Emission of infrared radiation, the most common of which is carbon dioxide [CO2]
Ottenbreit and Caldwell wrote.
"Greenhouse gases are an important contributor to climate change.
Therefore, both parties and intervenors agreed that the government of Canada and the provinces must take measures to reduce the man-made emissions of greenhouse gases.
"Because there is no attorney general who questions the cause and effect of man-made greenhouse gases on climate change, nor does anyone question the need to reduce the attendant and presence of human greenhouse gas emissions, there is no dispute over the proof or authenticity of these facts.
That is to say, they are proved to be true.
Newman, a constitutional law expert at the University of the province of SA, said that while the provincial government will not be satisfied with the result, it is a rebuttal for those who say there are no cases in the province.
Meanwhile, Newman said in an interview Friday that the federal government has achieved the results it wants, although most people have rejected its main argument --
National attention to climate change gives it the right to intervene within provincial jurisdiction.
Constitutional expert John White, honorary professor at the University of Regina, agreed that the objectors would be comforted by the fact that two judges supported their faith, prime Minister Trudeau can continue to claim that a carbon tax is an effective regulatory measure.
Both White and Newman noted that such reference cases were not technically binding.
"In theory, it should weigh less than the decision, but believe me, it doesn't," White said . ".
The next provincial governor, Scott Mo, told reporters in Regina on Friday afternoon that his government would file an appeal notice with the Supreme Court of Canada, which must be in about 30 days.
Provincial Attorney General and Attorney General Don Morgan wants the Supreme Court to hear the appeal before the federal election, but admits it is unlikely.
At the same time, the Ministry of Education said the province will continue to implement its grassland resilience plan, which the province promotes as an alternative to federal policy, such as the carbon emissions support plan that came into effect this year.

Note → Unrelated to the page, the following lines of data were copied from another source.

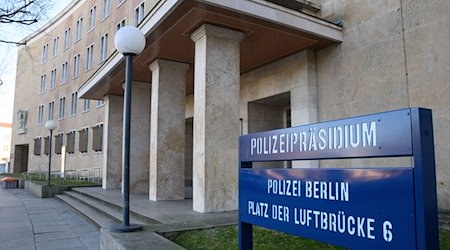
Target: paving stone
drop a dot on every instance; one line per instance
(60, 244)
(30, 223)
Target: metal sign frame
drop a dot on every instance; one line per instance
(399, 133)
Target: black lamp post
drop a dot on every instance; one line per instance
(50, 125)
(129, 41)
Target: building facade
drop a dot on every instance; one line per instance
(212, 70)
(5, 144)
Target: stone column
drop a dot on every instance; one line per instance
(304, 100)
(167, 140)
(140, 137)
(216, 118)
(112, 142)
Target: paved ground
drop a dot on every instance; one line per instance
(28, 222)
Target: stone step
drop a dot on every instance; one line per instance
(114, 203)
(114, 212)
(444, 220)
(98, 219)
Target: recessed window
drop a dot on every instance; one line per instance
(67, 38)
(89, 57)
(86, 105)
(59, 140)
(37, 146)
(92, 14)
(42, 86)
(51, 109)
(97, 138)
(53, 79)
(73, 109)
(106, 7)
(55, 46)
(83, 142)
(40, 114)
(62, 107)
(46, 145)
(100, 103)
(104, 47)
(139, 14)
(76, 66)
(120, 24)
(79, 29)
(44, 53)
(70, 144)
(64, 73)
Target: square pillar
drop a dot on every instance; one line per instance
(140, 137)
(216, 118)
(304, 101)
(112, 142)
(167, 133)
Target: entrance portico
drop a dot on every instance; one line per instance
(220, 41)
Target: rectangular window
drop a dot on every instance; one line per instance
(73, 110)
(44, 53)
(79, 29)
(40, 114)
(59, 138)
(42, 87)
(62, 107)
(92, 14)
(51, 109)
(104, 47)
(83, 143)
(70, 147)
(89, 57)
(55, 46)
(67, 38)
(106, 7)
(46, 145)
(120, 24)
(37, 146)
(100, 103)
(76, 66)
(86, 105)
(139, 14)
(64, 73)
(53, 79)
(97, 138)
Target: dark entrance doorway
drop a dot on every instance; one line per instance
(21, 158)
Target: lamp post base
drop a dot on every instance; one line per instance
(121, 228)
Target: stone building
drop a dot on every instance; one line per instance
(212, 70)
(5, 143)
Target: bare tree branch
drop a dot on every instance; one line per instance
(24, 12)
(12, 42)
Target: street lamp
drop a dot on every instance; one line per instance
(50, 125)
(129, 41)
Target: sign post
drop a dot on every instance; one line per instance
(373, 208)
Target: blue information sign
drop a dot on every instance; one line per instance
(371, 208)
(346, 207)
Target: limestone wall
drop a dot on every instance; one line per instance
(394, 54)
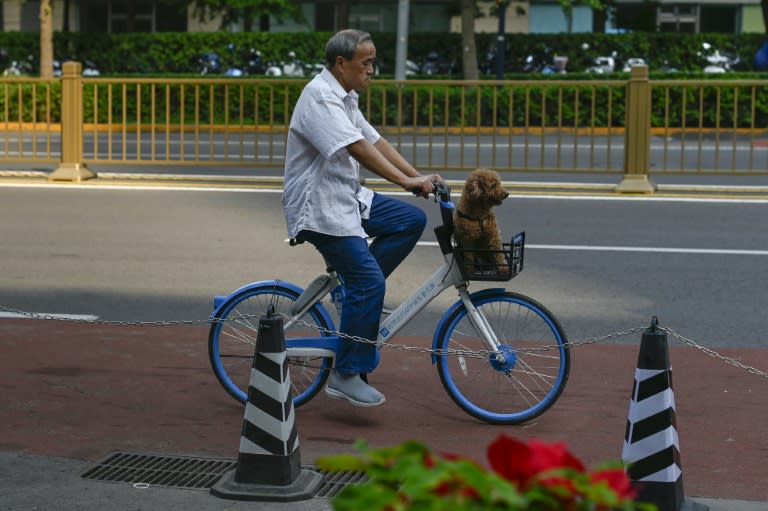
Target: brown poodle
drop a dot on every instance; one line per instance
(475, 222)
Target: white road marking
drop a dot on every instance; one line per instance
(47, 315)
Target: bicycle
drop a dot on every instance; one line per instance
(502, 357)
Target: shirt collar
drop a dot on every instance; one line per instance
(336, 86)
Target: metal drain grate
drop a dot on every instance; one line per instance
(192, 473)
(176, 471)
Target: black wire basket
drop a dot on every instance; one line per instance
(492, 264)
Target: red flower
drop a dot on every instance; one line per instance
(617, 479)
(519, 462)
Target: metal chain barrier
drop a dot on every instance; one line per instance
(712, 353)
(436, 352)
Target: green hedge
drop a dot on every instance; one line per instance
(163, 52)
(247, 102)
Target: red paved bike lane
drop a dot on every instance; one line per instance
(83, 390)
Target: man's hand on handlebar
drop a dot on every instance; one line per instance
(423, 185)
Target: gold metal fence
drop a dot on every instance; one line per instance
(624, 127)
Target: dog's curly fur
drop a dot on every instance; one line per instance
(475, 222)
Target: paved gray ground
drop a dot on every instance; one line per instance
(40, 483)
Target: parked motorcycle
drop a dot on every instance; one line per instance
(603, 64)
(761, 58)
(716, 61)
(436, 64)
(547, 63)
(208, 63)
(293, 67)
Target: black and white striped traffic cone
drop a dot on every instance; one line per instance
(269, 462)
(651, 441)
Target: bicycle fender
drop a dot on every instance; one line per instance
(476, 295)
(220, 300)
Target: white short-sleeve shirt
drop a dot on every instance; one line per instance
(322, 190)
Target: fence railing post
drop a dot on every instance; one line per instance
(637, 134)
(71, 167)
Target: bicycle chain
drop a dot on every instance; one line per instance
(436, 352)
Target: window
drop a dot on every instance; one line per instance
(719, 19)
(133, 16)
(678, 18)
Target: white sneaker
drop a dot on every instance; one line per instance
(354, 390)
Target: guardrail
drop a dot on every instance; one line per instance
(628, 128)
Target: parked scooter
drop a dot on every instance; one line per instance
(604, 64)
(546, 63)
(208, 63)
(761, 58)
(293, 67)
(434, 63)
(633, 61)
(716, 61)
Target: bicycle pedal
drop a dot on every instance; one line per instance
(311, 293)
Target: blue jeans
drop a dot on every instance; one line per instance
(395, 227)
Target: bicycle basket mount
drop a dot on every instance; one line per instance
(492, 264)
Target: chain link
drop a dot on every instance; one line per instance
(713, 354)
(436, 352)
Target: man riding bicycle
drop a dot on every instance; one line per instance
(325, 204)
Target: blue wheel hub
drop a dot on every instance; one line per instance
(505, 360)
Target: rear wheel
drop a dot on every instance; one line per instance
(234, 331)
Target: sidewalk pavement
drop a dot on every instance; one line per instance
(74, 392)
(42, 483)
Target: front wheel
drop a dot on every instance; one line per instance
(519, 382)
(234, 330)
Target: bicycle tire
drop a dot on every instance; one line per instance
(536, 362)
(233, 334)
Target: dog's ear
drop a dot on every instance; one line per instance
(473, 189)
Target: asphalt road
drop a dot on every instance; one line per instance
(600, 265)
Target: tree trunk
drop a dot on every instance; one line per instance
(46, 39)
(248, 19)
(468, 45)
(65, 16)
(342, 15)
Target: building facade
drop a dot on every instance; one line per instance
(522, 16)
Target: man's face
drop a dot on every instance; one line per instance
(356, 73)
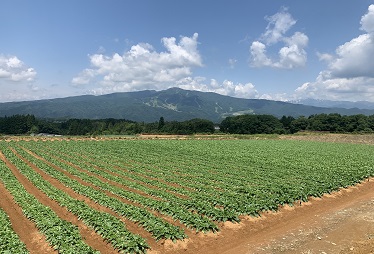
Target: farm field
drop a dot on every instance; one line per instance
(158, 196)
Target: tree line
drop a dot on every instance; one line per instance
(29, 124)
(243, 124)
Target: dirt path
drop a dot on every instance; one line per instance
(339, 223)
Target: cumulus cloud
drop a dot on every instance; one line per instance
(142, 67)
(232, 63)
(291, 55)
(13, 69)
(349, 74)
(227, 87)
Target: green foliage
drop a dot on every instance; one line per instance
(9, 240)
(196, 182)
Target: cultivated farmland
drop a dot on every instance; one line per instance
(86, 196)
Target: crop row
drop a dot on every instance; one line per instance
(62, 235)
(108, 226)
(9, 240)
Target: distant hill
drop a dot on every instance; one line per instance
(173, 104)
(336, 104)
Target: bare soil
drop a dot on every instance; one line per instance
(342, 222)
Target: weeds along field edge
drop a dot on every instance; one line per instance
(173, 188)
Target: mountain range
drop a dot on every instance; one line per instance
(172, 104)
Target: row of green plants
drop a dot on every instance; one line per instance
(108, 226)
(62, 235)
(9, 240)
(198, 183)
(169, 205)
(233, 176)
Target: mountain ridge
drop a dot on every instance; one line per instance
(172, 104)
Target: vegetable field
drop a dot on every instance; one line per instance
(130, 196)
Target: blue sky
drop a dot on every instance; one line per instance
(280, 50)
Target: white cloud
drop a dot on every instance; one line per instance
(227, 87)
(258, 52)
(142, 67)
(13, 69)
(232, 63)
(292, 55)
(278, 25)
(349, 75)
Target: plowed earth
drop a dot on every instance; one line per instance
(342, 222)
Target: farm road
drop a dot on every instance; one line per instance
(342, 222)
(339, 223)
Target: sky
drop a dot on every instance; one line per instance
(270, 49)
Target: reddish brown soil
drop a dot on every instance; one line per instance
(342, 222)
(89, 236)
(26, 230)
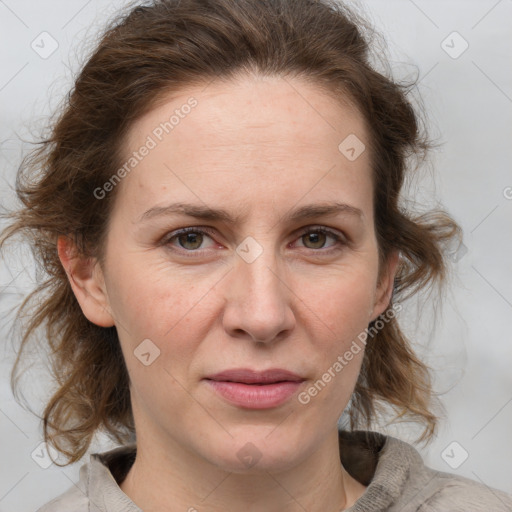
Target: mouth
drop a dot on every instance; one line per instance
(255, 377)
(249, 389)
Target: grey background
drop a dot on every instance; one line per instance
(469, 101)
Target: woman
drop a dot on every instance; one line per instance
(219, 217)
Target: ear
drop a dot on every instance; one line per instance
(87, 281)
(384, 289)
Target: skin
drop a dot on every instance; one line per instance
(260, 147)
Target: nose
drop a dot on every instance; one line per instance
(258, 298)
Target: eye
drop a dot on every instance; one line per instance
(189, 239)
(316, 237)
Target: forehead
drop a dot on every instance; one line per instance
(265, 136)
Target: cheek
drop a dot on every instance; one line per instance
(342, 304)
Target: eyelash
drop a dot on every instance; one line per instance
(340, 240)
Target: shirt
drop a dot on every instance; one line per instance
(393, 471)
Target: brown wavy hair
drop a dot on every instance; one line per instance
(143, 55)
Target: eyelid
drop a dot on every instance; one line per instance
(339, 237)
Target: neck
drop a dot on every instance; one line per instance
(168, 478)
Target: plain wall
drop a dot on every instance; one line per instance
(468, 98)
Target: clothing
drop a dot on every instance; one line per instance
(393, 471)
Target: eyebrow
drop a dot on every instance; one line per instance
(219, 214)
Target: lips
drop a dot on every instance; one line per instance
(248, 376)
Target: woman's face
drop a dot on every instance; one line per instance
(246, 288)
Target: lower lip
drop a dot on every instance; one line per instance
(254, 396)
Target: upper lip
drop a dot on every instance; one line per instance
(248, 376)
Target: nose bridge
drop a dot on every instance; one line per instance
(257, 301)
(257, 267)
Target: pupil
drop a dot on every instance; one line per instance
(316, 239)
(192, 238)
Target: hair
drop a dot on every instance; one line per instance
(143, 55)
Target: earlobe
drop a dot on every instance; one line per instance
(87, 281)
(384, 289)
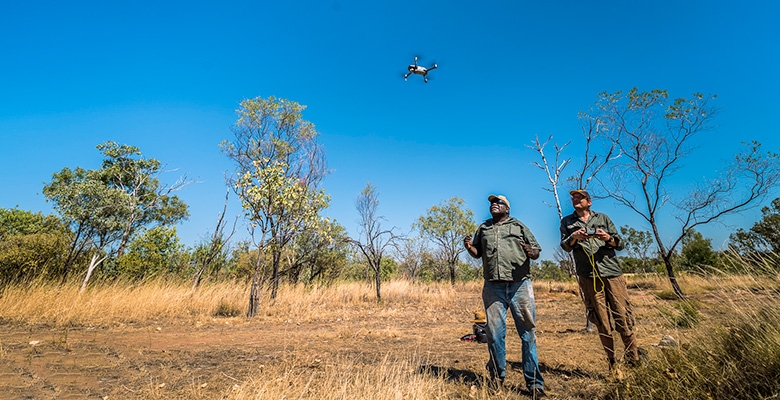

Newman noted that similar cases are being heard in courts in other jurisdictions.
I will study these two judgments carefully.
"It will be sent to the Supreme Court. (
Friday's decision was)
The first word on the question, not the last word on the question, "Newman said.
"No matter what (
(Court of Appeal in other provinces)
Say, yes or no, then it will go to the Supreme Court of Canada, "White agreed.
"I think if our provincial Court of Appeal says, 'No, the carbon tax is fully constitutional, 'then the Supreme Court (would say)
"Well, we are not dealing with it;
The whole record is clear.
You don't need us, "White added.
"I don't think this will happen.
I think in the end it will go to the Supreme Court of Canada and we will get a ruling from the Supreme Court of Canada.
Whyte said: "No matter what decision the Supreme Court makes, it will be similar to a reference case
Technically not binding, but with weight.
"If the Supreme Court of Canada finally says this is an act of the federal government exercising regulatory power in violation of the Constitution, yes, they have to stop," White said . ". —
With Alex McPherson, the reverse hook Pacholik, Austin.